No. 213 Squadron was a squadron of the Royal Air Force. The squadron was formed on 1 April 1918 from No. 13 (Naval) Squadron of the Royal Naval Air Service. This RNAS squadron was itself formed on 15 January 1918 from the Seaplane Defence Flight which, since its creation in June 1917, had had the task of defending the seaplanes which flew out of Dunkirk.

==History==

===World War I===
Formed originally from the Seaplane Defence Flight, which was itself founded in June 1917 at Dunkirk, it was reorganized as No. 13 Squadron RNAS on 15 January 1918. As the SDF, it operated Sopwith Pups. When the Royal Naval Air Service merged with the Royal Flying Corps to form the Royal Air Force, it was renumbered as 213 Squadron. In this incarnation, it flew Sopwith Baby floatplanes and transitioned to Sopwith Camels. It was during this time that the squadron derived its Hornet insignia and motto for the squadron badge, after overhearing a Belgian General refer to the squadron's defence of his trenches, "Like angry hornets attacking the enemy aircraft". The Hornet became affectionately known as "Crabro," Latin for hornet. The squadron's official motto became, "Irritatus Lacessit Crabro" (The Hornet Attacks When Roused).

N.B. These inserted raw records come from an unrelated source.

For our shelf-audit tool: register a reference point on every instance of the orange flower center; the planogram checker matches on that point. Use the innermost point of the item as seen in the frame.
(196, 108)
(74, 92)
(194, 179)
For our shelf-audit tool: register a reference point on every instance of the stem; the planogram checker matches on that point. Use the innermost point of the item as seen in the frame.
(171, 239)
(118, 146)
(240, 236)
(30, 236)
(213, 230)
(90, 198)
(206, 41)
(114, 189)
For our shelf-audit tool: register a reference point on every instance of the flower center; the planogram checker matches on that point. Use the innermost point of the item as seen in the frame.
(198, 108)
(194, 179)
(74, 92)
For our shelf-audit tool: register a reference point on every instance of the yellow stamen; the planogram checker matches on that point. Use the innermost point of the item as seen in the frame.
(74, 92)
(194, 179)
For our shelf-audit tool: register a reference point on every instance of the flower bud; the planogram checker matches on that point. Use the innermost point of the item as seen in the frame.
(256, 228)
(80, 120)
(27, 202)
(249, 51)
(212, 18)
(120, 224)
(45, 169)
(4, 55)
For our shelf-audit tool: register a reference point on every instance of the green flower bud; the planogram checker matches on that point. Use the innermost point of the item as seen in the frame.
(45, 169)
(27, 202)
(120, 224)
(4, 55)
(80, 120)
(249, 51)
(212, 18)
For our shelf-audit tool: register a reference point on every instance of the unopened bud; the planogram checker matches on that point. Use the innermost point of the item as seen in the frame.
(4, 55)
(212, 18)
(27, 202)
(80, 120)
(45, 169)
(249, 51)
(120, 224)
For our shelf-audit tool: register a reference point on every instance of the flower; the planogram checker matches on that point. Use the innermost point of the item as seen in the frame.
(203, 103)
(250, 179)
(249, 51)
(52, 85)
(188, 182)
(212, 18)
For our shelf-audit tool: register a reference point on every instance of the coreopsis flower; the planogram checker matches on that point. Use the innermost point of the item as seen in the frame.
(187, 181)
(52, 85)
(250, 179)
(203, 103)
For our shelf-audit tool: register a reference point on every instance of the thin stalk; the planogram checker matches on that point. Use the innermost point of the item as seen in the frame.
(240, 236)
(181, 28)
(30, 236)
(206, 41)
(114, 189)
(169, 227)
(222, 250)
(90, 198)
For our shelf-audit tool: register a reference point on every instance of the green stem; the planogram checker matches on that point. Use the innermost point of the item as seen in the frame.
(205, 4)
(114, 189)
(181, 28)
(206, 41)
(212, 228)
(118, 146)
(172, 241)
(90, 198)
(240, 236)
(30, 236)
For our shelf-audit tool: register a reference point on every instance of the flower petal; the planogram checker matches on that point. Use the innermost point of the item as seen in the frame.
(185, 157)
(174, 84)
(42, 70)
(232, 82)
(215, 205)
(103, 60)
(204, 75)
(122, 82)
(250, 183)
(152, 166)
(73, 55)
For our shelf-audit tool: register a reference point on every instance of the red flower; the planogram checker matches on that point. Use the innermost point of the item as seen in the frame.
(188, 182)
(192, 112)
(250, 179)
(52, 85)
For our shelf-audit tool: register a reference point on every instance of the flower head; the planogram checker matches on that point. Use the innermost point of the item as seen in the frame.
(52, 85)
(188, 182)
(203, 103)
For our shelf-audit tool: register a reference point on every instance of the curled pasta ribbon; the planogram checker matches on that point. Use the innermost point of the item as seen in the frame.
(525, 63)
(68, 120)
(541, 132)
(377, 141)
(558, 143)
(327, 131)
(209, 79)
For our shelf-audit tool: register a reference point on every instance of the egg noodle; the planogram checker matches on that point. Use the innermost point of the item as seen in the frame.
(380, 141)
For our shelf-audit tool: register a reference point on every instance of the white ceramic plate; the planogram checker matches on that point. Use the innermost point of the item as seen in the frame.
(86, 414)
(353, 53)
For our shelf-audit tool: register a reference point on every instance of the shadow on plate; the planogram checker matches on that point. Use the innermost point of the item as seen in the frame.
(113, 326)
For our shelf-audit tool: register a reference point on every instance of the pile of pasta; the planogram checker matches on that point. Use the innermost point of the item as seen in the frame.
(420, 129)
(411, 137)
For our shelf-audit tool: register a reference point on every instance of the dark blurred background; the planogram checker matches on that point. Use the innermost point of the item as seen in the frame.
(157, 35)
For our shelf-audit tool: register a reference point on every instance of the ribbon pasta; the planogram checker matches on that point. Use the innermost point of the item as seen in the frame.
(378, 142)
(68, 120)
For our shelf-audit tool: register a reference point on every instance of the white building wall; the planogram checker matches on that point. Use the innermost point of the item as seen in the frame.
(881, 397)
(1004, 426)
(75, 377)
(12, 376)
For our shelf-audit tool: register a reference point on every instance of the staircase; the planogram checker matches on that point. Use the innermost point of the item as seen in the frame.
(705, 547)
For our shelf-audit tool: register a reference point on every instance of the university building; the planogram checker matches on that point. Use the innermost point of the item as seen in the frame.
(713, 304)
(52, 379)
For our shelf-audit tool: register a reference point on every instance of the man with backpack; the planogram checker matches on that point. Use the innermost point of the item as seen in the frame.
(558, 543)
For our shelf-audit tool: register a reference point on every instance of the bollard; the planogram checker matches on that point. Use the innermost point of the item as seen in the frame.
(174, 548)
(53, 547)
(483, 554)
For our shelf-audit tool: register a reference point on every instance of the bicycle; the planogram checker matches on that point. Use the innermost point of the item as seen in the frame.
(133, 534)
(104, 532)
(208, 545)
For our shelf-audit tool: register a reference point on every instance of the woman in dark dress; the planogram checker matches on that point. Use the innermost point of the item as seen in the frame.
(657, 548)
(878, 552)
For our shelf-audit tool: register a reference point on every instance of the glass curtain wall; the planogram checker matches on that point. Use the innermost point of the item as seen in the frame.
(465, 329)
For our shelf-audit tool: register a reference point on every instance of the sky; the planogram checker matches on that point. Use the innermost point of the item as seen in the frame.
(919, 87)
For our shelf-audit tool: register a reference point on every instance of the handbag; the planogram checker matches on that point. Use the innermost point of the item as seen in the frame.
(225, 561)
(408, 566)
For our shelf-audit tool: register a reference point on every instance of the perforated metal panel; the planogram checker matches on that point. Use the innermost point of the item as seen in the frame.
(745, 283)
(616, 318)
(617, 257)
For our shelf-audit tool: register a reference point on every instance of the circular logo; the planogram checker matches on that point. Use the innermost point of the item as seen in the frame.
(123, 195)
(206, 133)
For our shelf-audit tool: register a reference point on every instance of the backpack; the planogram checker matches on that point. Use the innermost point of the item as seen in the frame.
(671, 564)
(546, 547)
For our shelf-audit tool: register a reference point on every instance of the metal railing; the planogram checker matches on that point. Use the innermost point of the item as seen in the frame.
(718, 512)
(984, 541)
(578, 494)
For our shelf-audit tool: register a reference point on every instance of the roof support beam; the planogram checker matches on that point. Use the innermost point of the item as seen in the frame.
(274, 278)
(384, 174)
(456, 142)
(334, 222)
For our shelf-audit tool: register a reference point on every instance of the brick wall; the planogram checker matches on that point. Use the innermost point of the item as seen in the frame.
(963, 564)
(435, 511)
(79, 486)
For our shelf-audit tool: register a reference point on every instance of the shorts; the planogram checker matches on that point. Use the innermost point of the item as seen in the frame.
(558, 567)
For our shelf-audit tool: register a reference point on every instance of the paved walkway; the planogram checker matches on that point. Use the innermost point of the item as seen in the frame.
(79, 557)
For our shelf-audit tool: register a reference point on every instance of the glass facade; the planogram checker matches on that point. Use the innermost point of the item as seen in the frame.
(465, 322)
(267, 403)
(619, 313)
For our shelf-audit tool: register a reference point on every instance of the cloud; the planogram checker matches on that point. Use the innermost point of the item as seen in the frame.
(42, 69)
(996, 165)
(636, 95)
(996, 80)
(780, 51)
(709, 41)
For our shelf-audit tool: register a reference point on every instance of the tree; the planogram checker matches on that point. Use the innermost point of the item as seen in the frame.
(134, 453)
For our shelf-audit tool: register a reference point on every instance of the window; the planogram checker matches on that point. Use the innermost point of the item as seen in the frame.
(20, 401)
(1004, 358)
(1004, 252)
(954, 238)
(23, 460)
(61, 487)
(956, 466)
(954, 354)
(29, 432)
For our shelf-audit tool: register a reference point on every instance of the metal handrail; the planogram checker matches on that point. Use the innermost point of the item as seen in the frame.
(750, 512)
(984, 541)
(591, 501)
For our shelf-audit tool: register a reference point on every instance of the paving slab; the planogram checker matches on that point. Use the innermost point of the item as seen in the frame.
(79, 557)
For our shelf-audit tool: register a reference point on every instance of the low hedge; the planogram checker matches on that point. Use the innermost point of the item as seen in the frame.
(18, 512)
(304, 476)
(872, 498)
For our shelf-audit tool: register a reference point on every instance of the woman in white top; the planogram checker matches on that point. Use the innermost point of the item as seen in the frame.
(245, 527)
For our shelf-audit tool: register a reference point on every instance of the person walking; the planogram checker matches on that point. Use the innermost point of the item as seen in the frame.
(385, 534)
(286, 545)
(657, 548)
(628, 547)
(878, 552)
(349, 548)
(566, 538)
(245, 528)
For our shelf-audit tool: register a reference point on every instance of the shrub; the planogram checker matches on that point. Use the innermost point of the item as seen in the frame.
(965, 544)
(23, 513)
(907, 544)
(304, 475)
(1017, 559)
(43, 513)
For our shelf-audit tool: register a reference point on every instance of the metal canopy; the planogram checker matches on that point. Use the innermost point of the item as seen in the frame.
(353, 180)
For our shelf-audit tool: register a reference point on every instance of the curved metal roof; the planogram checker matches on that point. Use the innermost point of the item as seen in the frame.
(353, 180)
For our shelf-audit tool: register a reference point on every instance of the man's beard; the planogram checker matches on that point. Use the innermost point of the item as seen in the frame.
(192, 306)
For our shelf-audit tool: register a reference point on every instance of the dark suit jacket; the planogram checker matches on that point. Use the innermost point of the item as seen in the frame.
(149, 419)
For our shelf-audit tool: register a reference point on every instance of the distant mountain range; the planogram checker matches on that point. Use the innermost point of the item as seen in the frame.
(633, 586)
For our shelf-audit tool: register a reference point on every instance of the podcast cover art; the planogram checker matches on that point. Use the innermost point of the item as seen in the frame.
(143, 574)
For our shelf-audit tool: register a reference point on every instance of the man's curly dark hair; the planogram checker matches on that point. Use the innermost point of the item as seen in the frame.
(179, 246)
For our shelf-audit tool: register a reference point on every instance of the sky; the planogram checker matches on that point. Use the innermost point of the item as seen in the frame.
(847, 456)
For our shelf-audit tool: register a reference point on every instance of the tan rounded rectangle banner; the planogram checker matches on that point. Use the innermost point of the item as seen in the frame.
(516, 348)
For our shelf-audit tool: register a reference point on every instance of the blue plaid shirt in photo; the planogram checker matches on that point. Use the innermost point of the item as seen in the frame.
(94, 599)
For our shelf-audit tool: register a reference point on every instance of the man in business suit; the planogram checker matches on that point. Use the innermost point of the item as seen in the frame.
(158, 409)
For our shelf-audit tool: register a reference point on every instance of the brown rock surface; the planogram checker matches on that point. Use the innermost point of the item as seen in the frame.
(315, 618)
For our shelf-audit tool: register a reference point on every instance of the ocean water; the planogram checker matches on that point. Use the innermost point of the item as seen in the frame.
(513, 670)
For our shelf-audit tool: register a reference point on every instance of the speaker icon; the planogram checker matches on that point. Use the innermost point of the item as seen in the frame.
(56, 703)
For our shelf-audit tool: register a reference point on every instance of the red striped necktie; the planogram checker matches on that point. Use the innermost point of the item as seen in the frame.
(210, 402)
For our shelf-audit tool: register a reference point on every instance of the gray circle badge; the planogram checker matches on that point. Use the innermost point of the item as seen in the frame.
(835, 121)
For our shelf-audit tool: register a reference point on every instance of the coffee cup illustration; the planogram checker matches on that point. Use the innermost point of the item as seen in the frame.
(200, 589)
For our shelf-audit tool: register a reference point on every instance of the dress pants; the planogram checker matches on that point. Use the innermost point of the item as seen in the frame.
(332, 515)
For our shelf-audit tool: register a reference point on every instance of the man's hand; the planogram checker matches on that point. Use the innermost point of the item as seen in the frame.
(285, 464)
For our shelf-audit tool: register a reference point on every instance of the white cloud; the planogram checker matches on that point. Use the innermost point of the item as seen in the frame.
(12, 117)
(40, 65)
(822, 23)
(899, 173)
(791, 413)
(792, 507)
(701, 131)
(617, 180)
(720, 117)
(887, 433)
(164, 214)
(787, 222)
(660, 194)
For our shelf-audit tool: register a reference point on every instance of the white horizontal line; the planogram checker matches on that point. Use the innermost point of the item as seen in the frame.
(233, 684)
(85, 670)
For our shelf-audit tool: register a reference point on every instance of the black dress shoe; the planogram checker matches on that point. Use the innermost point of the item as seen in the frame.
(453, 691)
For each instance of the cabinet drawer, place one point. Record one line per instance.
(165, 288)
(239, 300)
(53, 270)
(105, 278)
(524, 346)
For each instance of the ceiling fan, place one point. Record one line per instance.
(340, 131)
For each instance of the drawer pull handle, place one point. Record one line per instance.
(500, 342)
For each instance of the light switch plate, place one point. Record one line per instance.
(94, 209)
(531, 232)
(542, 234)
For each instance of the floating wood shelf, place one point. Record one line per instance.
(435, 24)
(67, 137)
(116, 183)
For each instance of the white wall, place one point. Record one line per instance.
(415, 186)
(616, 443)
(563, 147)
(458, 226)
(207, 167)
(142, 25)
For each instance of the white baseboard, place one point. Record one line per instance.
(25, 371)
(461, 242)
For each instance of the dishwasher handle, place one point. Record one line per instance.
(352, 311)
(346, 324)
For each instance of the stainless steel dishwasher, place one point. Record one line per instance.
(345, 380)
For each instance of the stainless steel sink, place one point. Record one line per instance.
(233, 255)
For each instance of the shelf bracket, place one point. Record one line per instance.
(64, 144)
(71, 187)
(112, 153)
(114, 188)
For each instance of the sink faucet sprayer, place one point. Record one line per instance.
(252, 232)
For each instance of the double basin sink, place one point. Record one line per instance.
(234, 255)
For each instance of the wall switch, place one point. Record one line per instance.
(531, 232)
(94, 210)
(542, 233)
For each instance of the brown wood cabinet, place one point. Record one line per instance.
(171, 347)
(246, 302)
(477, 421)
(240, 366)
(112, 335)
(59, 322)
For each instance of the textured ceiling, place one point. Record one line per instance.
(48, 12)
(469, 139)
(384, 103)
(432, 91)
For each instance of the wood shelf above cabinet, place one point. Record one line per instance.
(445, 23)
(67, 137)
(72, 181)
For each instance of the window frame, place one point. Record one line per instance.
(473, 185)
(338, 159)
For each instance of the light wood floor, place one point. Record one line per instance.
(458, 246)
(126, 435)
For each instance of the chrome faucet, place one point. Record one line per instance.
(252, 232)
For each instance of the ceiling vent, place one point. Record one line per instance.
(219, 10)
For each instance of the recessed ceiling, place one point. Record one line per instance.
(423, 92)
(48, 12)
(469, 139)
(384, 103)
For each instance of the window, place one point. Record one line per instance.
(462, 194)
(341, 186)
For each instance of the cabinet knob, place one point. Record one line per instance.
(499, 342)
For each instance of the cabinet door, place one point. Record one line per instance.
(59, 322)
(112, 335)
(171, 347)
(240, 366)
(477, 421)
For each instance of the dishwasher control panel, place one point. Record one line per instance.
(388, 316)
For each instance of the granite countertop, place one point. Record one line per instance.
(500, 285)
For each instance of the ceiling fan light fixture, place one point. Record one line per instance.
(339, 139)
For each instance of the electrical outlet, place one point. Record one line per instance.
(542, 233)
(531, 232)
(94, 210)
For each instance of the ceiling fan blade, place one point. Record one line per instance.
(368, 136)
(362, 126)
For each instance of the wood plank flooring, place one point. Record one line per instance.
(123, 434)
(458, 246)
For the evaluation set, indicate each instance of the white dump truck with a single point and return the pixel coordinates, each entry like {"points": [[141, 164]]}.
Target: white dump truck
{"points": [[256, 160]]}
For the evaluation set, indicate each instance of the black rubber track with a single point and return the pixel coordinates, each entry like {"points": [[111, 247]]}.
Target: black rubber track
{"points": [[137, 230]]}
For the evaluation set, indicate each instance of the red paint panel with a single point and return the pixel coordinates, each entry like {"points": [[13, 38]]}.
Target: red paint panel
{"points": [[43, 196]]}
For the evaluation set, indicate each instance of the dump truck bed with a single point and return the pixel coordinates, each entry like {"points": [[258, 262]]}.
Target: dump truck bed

In March 1919 the squadron went back to the UK where it disbanded on 31 December 1919.

During its wartime existence, the squadron had 14 flying aces serve with it, including such notables as;
John Edmund Greene,
Colin Brown,
George Chisholm MacKay,
Leonard Slatter,
Maurice Cooper,
Miles Day,
Ronald Graham,
John Paynter,
John Pinder, and
George Stacey Hodson.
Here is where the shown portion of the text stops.